Rock Island hires consultant to decide how to spend ARPA funds


City hopes to hire someone next month to assess how to spend the funding

ROCK ISLAND, Illinois – The city of Rock Island is tasked with deciding how best to spend more than $ 26 million in COVID relief funds. The money comes from the American Rescue Plan Act proposed by President Joe Biden to help cities and counties recover from the pandemic.

This is the kind of problem you would like to have. Mayor Mike Thoms says these funds are essential. “This is what we need to assess so that we can examine the needs so that we don’t just fix the past, but build for the future. ”

The mayor says funds are essential to rebuilding things in the city after a year of COVID lifestyles draining businesses, nonprofits and city funds. “It would be very devastating for years to come if we didn’t have these funds.”

The city is preparing to hire a consultant to determine the best way to spend the money. Thoms says they hope to have someone hired next month. After that, they hope the consultant can provide a plan to city council on how to spend the money over the next few months.

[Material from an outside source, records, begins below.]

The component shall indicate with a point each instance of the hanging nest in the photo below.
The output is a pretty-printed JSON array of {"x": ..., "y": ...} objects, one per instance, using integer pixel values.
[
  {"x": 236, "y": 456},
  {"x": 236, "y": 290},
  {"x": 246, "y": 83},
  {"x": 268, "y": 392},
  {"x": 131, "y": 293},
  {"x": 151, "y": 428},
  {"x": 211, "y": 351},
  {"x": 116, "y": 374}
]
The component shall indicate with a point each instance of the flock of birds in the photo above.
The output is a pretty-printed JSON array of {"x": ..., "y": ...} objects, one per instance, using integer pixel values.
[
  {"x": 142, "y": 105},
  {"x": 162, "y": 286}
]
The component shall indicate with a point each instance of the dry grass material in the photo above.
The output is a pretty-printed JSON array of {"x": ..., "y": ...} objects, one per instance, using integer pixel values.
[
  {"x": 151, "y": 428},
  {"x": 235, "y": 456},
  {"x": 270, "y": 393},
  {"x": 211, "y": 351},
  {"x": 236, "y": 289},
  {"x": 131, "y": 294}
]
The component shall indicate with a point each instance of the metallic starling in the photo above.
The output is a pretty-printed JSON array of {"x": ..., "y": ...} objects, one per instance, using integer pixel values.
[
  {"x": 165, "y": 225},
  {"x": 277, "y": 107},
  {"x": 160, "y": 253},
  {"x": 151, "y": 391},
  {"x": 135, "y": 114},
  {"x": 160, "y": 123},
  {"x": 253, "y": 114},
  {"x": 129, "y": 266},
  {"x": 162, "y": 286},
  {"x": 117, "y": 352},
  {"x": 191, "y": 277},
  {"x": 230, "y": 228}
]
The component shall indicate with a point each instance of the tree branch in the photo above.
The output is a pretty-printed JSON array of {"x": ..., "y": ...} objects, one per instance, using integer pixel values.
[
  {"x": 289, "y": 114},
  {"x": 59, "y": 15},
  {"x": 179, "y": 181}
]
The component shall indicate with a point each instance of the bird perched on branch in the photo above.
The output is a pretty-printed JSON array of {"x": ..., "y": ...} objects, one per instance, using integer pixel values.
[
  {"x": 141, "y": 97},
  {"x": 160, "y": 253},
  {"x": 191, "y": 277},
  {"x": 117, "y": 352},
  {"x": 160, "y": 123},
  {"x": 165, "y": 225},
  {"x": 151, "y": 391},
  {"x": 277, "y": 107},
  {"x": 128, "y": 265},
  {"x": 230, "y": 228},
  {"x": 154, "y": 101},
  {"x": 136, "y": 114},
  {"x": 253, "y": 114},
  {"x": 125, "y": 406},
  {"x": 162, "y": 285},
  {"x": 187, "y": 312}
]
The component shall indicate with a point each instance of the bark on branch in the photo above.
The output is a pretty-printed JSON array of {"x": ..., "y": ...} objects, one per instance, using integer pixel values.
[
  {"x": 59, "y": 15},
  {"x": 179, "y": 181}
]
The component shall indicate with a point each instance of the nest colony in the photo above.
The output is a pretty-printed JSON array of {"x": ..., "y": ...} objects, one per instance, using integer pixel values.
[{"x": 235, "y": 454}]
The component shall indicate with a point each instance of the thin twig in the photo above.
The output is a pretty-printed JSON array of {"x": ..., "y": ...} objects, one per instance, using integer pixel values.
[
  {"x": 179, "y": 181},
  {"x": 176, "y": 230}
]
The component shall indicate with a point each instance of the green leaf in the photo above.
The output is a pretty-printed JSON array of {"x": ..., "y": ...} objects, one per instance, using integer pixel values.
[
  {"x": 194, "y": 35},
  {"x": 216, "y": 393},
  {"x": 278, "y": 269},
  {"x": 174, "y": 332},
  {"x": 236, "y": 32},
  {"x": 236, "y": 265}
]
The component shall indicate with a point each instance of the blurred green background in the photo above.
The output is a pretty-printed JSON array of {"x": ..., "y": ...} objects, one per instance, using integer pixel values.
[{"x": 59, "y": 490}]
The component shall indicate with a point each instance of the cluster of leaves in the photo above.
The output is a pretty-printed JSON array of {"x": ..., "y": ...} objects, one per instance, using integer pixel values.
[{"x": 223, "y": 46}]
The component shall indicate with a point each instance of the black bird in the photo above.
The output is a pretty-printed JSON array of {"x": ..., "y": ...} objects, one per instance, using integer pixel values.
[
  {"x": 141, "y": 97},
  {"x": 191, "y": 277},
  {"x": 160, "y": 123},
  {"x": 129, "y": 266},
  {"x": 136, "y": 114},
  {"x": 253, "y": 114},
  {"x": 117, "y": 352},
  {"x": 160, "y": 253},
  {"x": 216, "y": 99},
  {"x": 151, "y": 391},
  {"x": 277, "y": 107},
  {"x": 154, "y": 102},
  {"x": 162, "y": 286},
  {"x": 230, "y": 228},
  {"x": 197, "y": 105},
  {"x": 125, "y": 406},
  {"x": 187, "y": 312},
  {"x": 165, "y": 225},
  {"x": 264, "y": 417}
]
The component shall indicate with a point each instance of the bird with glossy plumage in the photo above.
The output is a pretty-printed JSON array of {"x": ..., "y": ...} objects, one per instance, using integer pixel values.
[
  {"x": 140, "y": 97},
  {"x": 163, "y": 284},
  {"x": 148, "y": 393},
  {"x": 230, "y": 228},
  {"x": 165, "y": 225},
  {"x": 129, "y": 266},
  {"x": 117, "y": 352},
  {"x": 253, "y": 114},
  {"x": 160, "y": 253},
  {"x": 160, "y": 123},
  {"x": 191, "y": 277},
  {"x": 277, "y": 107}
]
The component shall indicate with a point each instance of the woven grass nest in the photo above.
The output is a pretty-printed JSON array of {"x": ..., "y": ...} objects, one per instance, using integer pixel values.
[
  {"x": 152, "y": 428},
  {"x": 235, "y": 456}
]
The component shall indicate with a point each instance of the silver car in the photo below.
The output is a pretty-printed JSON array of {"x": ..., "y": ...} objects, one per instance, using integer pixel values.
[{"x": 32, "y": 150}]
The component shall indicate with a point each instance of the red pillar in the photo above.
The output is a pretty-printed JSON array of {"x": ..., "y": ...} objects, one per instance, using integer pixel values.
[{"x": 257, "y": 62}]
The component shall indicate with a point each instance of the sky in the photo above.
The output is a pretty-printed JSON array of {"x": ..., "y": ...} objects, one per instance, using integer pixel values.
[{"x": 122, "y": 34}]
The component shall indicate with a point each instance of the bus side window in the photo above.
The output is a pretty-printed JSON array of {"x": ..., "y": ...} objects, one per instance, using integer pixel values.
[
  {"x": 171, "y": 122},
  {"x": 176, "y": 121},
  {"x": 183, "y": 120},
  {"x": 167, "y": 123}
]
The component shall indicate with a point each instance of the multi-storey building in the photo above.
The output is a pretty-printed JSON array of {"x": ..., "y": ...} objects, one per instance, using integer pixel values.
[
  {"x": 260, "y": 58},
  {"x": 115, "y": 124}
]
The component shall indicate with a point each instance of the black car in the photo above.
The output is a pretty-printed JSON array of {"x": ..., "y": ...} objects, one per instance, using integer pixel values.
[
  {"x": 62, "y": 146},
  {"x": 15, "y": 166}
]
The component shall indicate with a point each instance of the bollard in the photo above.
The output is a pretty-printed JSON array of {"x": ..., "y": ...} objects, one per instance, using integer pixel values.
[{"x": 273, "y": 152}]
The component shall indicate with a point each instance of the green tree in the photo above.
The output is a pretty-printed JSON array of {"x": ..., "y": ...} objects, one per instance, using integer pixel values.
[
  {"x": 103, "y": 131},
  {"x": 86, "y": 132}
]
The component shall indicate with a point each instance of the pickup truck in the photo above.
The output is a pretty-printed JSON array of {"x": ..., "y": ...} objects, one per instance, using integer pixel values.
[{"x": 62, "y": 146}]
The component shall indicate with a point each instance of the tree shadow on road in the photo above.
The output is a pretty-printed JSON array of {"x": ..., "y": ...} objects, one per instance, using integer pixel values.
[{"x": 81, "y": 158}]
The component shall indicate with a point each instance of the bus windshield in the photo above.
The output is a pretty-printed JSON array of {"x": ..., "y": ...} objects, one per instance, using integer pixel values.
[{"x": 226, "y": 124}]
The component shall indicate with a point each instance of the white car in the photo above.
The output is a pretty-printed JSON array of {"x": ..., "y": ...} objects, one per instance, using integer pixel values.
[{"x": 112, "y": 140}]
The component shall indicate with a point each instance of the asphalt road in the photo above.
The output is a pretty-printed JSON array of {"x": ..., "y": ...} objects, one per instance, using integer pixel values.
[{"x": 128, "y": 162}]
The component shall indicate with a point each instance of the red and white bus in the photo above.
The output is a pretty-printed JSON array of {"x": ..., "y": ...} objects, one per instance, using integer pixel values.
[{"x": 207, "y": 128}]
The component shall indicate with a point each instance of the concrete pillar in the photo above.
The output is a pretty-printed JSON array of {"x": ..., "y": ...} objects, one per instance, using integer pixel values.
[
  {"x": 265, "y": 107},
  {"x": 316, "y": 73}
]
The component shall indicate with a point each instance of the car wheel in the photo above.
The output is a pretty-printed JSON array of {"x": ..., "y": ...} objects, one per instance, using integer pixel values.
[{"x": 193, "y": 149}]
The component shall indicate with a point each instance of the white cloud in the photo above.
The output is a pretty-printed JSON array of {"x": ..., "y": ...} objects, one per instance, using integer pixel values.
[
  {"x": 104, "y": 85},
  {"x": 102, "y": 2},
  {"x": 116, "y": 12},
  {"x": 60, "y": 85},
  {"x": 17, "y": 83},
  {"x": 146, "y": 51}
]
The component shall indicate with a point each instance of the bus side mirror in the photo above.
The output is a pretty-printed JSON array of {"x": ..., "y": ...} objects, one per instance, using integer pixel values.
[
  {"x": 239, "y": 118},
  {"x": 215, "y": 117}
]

There are some things that the funding can be spent on. This includes things like nonprofits, coronavirus mitigation efforts, replacing lost tax revenue, and some infrastructure projects like water and sewage.

While Mayor Thoms says he’s not sure exactly what the funds will be used for, he says he thinks he has a good idea. “I think a lot of this is going to pay back the lost revenue to the city and then if you want to help the nonprofits in general, and there are a lot of them, but I see a part going for the city. . “

Paying back city revenues allows the city to free up other funds for things like repairing potholes. It’s a way to write off their debts to use that money on projects not authorized under ARPA funding, like repairing roads and potholes. “If you use the money directly from ARPA funds, you can’t use it to build streets, so if we can do our general fund, pay us back the lost income, that gives us more flexibility.”

Thoms says he also sees a decent amount going to nonprofits. He estimates that around 20% of the funds will help nonprofits in one way or another, with other funds being used for sewer repair projects. “I always come back to the water and the sewers because they talk about it. Underground water and sewer lines last 30 or 40 years and so in theory it’s a pretty good investment and it’s a big investment that most of the time we don’t have the money to make these. repairs and so it gives us a chance to catch up.

The mayor says he can also see cities in the region working together to spend their money on areas like tourism, another area where ARPA funding is allowed. One idea he put forward was the idea of ​​making sure that a place like the Tax Slayer Center is strong enough to continue to attract people and events to the area.

In addition to this, the mayor wants to reflect with other cities on the best way to distribute the funds. Just across the river, Davenport has received almost $ 41 million in ARPA funding. Mayor Thoms said: “We’re going to sit down and say how you do this, what process do you follow, what percentages do you plan to use for nonprofits or businesses or whatever. and share that among us and work together. It is even possible to do projects together. Tourism is one of them. “

More importantly, the city is asking the public for help. Mayor Mike Thoms said, “We just ask people to have patience. We’re going to get there but also encourage people to get involved and if we send out surveys, respond. We want the opinion of the citizens.